Baca juga: NasDem rebut ketidakpercayaan masyarakat terhadap elite parpol
Namun, Kristiadi sangsi jika asas “good governance” dapat terwujud dalam tata kelola partai politik, apalagi jika banyak kepentingan elite dan pribadi yang jauh lebih kuat dibicarakan daripada kepentingan umum.
“Ini jadi tidak sederhana, apalagi tren ke depan sudah telanjur mengalami korosi terus-menerus, sehingga pemilu kita pun saat ini pakemnya sudah tidak ada, apalagi pilkada (pemilihan kepala daerah, Red.) ini sudah awut-awutan,” ujar Kristiadi.
Dengan demikian, ia meyakini evaluasi dan kritik secara terus-menerus penting untuk mengingatkan para elite partai politik dan wakil rakyat bahwa mereka perlu memperbaiki diri.
“Para wakil (rakyat) ini, jangan lupa, mereka (mengemban) suara rakyat yang ilahiah. Mereka juga diganjar derajat kehormatan, martabat, utilitas politik, kekuasaan mengatur rakyat.
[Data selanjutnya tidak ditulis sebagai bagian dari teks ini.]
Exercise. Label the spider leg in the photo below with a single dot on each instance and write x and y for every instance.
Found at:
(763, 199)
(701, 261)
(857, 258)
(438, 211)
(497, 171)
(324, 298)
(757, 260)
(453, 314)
Ini perlu direnungkan yang namanya suara rakyat, suara Tuhan,” kata pengamat politik CSIS itu pula.
Pasalnya, frasa “Suara Tuhan” dalam pepatah “Suara Rakyat, Suara Tuhan” memuat makna jeritan, keluhan, keinginan rakyat yang dititipkan ke para anggota MPR/DPR dan DPD sebagai penerima derajat kemuliaan dan berbagai kewenangan mengatur rakyat, ujar dia.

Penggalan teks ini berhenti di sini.